January 17, 2019 | renovictions
There’s renovations. There’s evictions. But are you aware of the renoviction? In case you are not, let me put the term “renoviction” in its simplest terms: A renoviction is an eviction given to a tenant because the landlord would like to do renovations on their unit.
There’s two ways this is currently done: By the book, and not by the book.
- Not By the Book: You cannot just remove a tenant to renovate his/her/their unit in the anticipation of receiving significantly higher rent with a different tenant after the renovation is done to improve the unit. Still, it is surprising how this does happen with landlords and tenants who don’t know the rules.

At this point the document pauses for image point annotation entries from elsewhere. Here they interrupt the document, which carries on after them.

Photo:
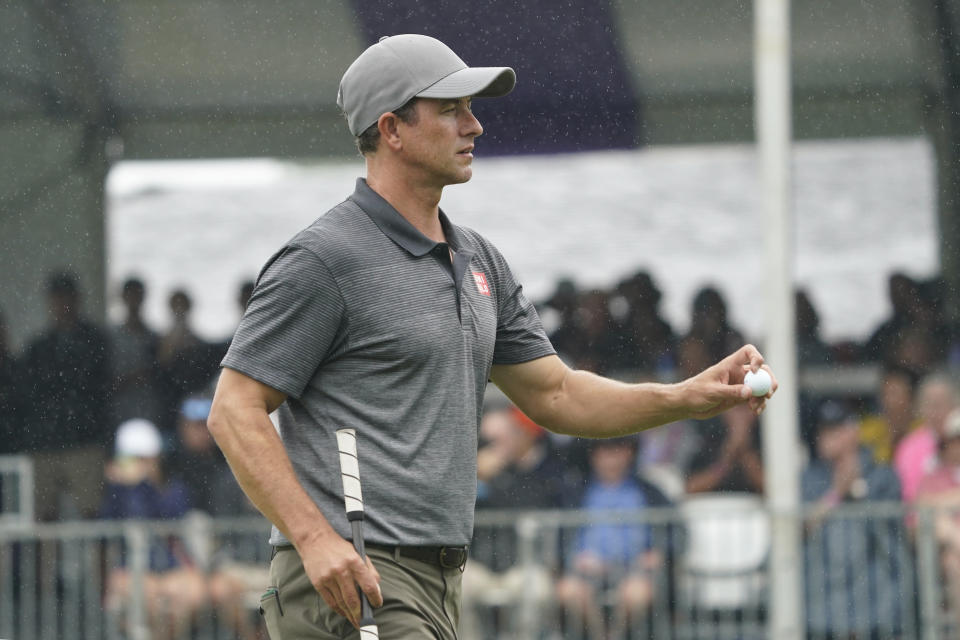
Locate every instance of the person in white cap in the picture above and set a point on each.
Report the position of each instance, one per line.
(386, 317)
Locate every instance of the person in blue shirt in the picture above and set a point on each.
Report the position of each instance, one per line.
(137, 488)
(613, 562)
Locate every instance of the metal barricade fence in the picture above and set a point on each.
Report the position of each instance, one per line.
(694, 572)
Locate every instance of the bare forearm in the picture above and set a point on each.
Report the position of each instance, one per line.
(262, 468)
(590, 406)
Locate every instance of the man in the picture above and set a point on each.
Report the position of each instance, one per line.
(386, 317)
(66, 377)
(916, 455)
(134, 351)
(848, 556)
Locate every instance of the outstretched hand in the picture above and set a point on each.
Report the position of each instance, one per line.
(720, 387)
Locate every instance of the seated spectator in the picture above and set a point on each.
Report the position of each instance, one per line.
(940, 491)
(853, 565)
(516, 469)
(729, 455)
(613, 562)
(66, 381)
(174, 588)
(881, 433)
(916, 454)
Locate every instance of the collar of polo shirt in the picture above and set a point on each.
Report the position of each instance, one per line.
(398, 228)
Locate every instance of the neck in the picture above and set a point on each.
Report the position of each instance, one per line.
(417, 202)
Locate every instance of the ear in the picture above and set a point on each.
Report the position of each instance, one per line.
(389, 126)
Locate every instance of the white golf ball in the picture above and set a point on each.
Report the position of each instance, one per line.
(758, 382)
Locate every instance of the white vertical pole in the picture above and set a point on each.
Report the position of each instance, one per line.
(781, 459)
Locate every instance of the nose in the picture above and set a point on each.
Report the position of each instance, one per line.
(471, 126)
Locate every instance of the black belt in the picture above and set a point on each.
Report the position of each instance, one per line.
(443, 557)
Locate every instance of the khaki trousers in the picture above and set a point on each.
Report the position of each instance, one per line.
(420, 600)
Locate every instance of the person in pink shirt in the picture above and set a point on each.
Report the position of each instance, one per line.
(940, 491)
(916, 455)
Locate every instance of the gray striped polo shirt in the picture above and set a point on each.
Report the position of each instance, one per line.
(364, 322)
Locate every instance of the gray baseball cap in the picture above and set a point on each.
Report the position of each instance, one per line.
(398, 68)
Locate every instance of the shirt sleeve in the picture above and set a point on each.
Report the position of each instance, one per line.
(291, 324)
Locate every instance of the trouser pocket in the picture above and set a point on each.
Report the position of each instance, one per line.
(272, 611)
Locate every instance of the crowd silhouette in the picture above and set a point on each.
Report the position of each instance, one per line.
(114, 420)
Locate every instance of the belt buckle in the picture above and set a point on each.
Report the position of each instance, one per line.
(453, 557)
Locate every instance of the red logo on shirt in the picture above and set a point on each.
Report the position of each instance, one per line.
(481, 281)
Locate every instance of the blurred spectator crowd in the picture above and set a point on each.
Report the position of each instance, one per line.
(114, 419)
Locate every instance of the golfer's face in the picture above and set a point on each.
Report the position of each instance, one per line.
(440, 141)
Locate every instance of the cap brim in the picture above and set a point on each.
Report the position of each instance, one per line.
(478, 82)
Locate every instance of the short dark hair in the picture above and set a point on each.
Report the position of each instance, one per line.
(368, 140)
(62, 283)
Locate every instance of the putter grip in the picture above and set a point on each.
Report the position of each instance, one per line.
(350, 471)
(353, 502)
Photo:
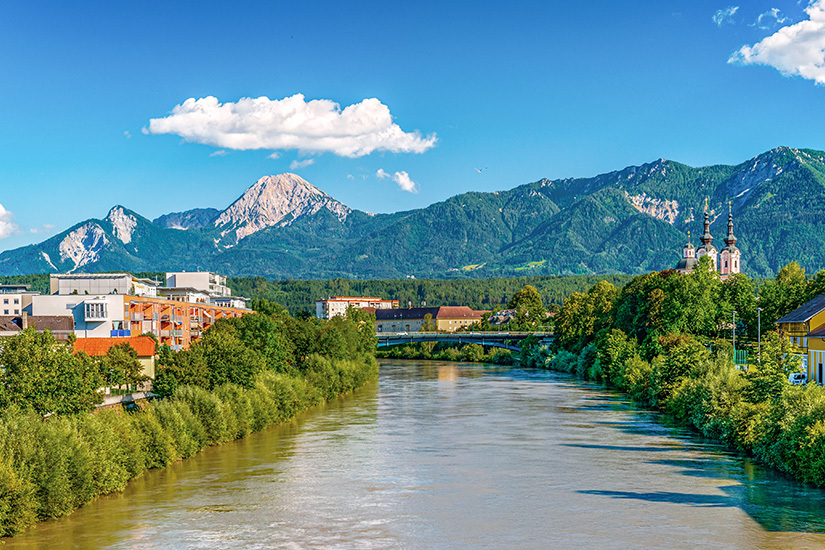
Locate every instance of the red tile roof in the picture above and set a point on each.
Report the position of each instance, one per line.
(97, 347)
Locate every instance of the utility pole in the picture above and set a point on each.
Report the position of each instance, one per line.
(759, 334)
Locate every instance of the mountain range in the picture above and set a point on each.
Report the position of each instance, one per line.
(627, 221)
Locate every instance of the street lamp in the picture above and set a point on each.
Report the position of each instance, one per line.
(759, 334)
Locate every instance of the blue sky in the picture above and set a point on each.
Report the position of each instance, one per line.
(93, 107)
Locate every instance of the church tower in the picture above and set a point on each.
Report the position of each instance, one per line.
(688, 261)
(707, 248)
(730, 256)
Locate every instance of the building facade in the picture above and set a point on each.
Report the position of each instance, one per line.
(334, 306)
(443, 319)
(118, 305)
(805, 329)
(726, 263)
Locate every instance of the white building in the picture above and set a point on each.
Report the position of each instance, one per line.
(211, 283)
(14, 299)
(331, 307)
(95, 316)
(101, 283)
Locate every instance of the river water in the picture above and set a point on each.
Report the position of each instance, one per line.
(446, 455)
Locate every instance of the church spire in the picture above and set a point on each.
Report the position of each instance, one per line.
(730, 240)
(707, 238)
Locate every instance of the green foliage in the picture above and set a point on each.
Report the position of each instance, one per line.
(44, 374)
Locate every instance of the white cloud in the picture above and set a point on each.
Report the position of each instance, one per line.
(296, 164)
(725, 16)
(7, 225)
(794, 50)
(319, 125)
(402, 178)
(770, 19)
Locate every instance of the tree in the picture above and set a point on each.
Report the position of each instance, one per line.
(428, 325)
(122, 365)
(529, 307)
(40, 372)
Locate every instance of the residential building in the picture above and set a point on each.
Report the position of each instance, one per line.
(117, 305)
(61, 326)
(444, 319)
(101, 283)
(337, 305)
(804, 327)
(143, 345)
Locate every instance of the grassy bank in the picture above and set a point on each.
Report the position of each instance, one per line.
(49, 467)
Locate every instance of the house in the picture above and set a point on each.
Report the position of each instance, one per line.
(143, 345)
(444, 319)
(804, 327)
(61, 326)
(118, 305)
(334, 306)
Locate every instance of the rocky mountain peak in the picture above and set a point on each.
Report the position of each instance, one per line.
(123, 223)
(276, 200)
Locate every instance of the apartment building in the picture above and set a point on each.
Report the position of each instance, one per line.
(118, 305)
(334, 306)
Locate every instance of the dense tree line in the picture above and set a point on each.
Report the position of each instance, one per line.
(245, 374)
(491, 294)
(665, 339)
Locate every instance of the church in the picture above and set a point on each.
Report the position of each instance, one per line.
(727, 262)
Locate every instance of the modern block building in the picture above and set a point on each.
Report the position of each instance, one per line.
(333, 306)
(444, 319)
(119, 305)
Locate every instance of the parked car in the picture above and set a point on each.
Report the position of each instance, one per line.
(798, 378)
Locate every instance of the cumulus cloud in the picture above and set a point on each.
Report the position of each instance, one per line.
(7, 225)
(318, 125)
(725, 16)
(794, 50)
(45, 228)
(770, 19)
(402, 178)
(296, 164)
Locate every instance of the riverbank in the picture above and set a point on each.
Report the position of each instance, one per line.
(758, 412)
(439, 455)
(50, 467)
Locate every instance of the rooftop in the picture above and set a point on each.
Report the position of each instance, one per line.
(805, 312)
(97, 347)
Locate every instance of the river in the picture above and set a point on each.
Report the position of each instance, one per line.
(446, 455)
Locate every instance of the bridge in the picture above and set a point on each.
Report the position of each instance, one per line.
(506, 340)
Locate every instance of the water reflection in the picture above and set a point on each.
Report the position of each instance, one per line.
(446, 455)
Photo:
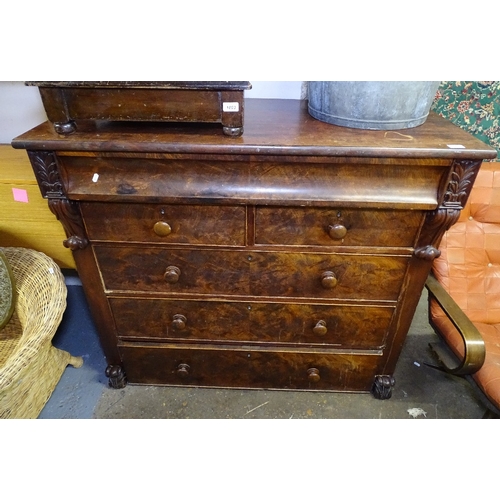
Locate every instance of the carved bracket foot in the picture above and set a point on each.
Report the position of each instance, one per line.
(117, 378)
(382, 386)
(233, 131)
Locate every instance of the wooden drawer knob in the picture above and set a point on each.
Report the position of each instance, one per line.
(337, 231)
(172, 274)
(183, 370)
(313, 375)
(320, 328)
(329, 280)
(162, 228)
(179, 322)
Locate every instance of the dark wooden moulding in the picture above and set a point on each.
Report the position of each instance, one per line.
(290, 257)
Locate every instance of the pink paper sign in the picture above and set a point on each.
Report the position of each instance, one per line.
(20, 195)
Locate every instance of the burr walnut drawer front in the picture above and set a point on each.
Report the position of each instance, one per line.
(252, 273)
(163, 223)
(208, 366)
(330, 227)
(362, 327)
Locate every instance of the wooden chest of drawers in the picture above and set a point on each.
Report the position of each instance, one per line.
(292, 257)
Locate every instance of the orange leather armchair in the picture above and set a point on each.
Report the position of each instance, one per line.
(468, 319)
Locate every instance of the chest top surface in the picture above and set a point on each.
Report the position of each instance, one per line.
(272, 127)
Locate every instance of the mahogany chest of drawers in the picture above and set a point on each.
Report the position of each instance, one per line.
(292, 257)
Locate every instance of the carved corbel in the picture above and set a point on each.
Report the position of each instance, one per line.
(382, 386)
(46, 171)
(457, 193)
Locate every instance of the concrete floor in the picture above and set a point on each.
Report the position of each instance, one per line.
(420, 391)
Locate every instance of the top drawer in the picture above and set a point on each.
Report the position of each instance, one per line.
(162, 223)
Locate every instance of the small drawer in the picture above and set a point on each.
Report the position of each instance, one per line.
(333, 227)
(361, 327)
(179, 224)
(204, 366)
(259, 274)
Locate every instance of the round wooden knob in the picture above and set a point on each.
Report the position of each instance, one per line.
(179, 322)
(172, 274)
(337, 231)
(313, 375)
(329, 280)
(183, 370)
(162, 228)
(320, 328)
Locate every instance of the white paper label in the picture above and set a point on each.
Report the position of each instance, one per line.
(230, 107)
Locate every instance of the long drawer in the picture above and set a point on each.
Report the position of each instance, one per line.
(207, 366)
(360, 327)
(250, 273)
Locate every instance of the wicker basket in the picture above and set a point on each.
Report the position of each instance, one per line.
(30, 366)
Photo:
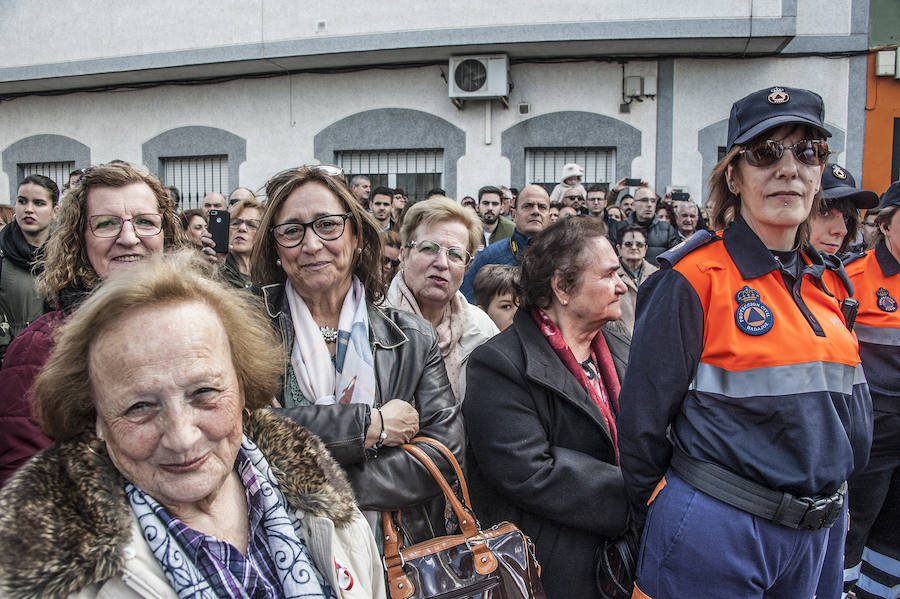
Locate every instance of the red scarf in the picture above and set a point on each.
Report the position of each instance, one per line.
(608, 379)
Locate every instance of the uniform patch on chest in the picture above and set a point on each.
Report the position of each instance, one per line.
(752, 316)
(885, 302)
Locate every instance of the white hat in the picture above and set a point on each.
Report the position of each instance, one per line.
(571, 170)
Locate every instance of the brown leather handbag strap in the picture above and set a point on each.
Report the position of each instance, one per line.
(448, 455)
(485, 561)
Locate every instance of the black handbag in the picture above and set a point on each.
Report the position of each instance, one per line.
(497, 563)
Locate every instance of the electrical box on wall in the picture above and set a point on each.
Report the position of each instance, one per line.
(479, 76)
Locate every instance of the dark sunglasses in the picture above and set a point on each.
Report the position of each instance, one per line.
(812, 152)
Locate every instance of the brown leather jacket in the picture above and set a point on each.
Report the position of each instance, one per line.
(408, 366)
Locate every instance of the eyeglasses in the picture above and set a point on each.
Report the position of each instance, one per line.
(327, 228)
(252, 223)
(455, 255)
(812, 152)
(107, 225)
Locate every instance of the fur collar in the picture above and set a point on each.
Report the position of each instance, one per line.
(64, 517)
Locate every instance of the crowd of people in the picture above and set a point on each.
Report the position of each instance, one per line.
(711, 391)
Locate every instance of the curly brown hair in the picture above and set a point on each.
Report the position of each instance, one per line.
(724, 206)
(64, 394)
(65, 262)
(265, 270)
(559, 248)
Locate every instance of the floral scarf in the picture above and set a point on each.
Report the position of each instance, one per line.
(449, 329)
(293, 564)
(606, 394)
(351, 377)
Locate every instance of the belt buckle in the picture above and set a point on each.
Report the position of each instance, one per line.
(821, 512)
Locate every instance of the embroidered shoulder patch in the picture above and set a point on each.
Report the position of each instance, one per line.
(752, 316)
(885, 302)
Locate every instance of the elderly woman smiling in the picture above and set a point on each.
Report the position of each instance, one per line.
(439, 238)
(365, 379)
(163, 479)
(114, 218)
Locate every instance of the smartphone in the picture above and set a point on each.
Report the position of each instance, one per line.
(219, 227)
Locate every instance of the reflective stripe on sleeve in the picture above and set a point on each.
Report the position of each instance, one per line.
(792, 379)
(877, 335)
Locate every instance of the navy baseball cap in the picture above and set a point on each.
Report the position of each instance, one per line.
(769, 108)
(839, 184)
(892, 196)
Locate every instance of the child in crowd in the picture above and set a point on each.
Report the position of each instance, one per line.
(496, 292)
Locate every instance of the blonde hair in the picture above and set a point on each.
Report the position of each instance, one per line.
(265, 270)
(65, 262)
(438, 209)
(63, 392)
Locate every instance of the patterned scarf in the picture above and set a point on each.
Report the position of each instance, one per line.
(608, 381)
(351, 377)
(449, 329)
(293, 565)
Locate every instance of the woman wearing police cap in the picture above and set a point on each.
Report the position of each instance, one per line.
(875, 494)
(756, 411)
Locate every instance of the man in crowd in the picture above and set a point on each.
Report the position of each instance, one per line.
(240, 193)
(660, 235)
(398, 203)
(380, 206)
(687, 215)
(532, 215)
(360, 185)
(506, 202)
(213, 201)
(596, 200)
(493, 225)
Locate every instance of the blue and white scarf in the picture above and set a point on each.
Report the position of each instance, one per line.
(293, 565)
(351, 377)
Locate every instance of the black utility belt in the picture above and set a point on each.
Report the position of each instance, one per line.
(804, 513)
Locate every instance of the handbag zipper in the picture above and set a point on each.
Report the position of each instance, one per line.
(470, 590)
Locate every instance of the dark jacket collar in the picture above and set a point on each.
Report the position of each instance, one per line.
(383, 331)
(544, 367)
(754, 259)
(67, 513)
(15, 248)
(887, 262)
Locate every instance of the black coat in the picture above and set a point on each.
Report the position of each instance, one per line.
(540, 455)
(408, 366)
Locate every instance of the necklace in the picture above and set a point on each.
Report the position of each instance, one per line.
(329, 334)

- By The Book: If a landlord plans on using the unit or the landlord’s family plans on using the unit for a least a year, then the tenant can be permanently removed for a renovation and occupancy by owner or family. So, that unit cannot be rented out for a year since the landlord or family member lives there, and the landlord must give the tenant one month’s free rent before their departure.
With that said, let’s start off by making something very clear: There are bad landlord and bad tenants. There are good landlords and good tenants. It may seem that landlord have all the power since they own the property and are renting it to renters who can be turfed out on to the street. That’s not always the case. Tenant law in Ontario has many protections for tenants.
But let’s not kid ourselves. Some renovictions have been used by landlords to get rid of tenants so they can fix up their rental unit (or not), and rent it out at a higher price. If I was a tenant, I would be furious if someone got rid of me with the false claim of a renovation, then doubled the unit’s rent for another tenant when I moved out.
The question is: Why are landlords doing renovictions?
In some cases it’s greed. In other cases, landlords have tenants paying way below market value. The provincial government has limited landlords in terms of increasing rents to the point where they will try to remove their low-paying tenants. Again, not a nice thing, but landlords have big mortgages and big expenses. They rely on their rents for incomes.
I believe renovictions (not done above board) have become more common for landlords for two reasons:
- Ontario law makes it too difficult to get rid of bad tenants.
- Ontario law does not allow landlords to raise rents very much each year, often less than the rate of inflation.
Though it may sound like I’m coming down on the side of landlords, I’m not. Again, there are good landlords and bad ones. Just like tenants. From the tenant perspective, if I lived at a place with below-market rent, I would want to stay there. And everyone can agree that rents in Toronto have gone up significantly since 2010.
My problem is how government has claimed to have come down on the side of tenants by offering rent controls and legislation to protect tenants. Not a bad thing at first glance, but this legislation has created more backlog at Landlord/Tenant tribunals, and pushed landlords and tenants to act poorly. It can take several months to eve get a hearing. And vacancy rates are still low. Rents are still high if you decide to move.
What would improve the situations? Have incentive for developers to build more rentals or incentive to have owners rent out their basements as rental units. From what I can see on the ground, the opposite is happening. Landlords feel very discouraged and are now going to great lengths to get rid of bad tenants or to maximize their profits by getting rid of tenants unfairly. The current legislation leads to fewer people wanting to rent out their properties, and in turn less vacancy. And that finally leads to higher rents for the tenant. Not a great deal for renters. With more units available, landlords would be more keen to retain good tenants to keep their units at full vacancy. With more vacancies, there would be less upward pressure on rents and more stabilized rents for tenants.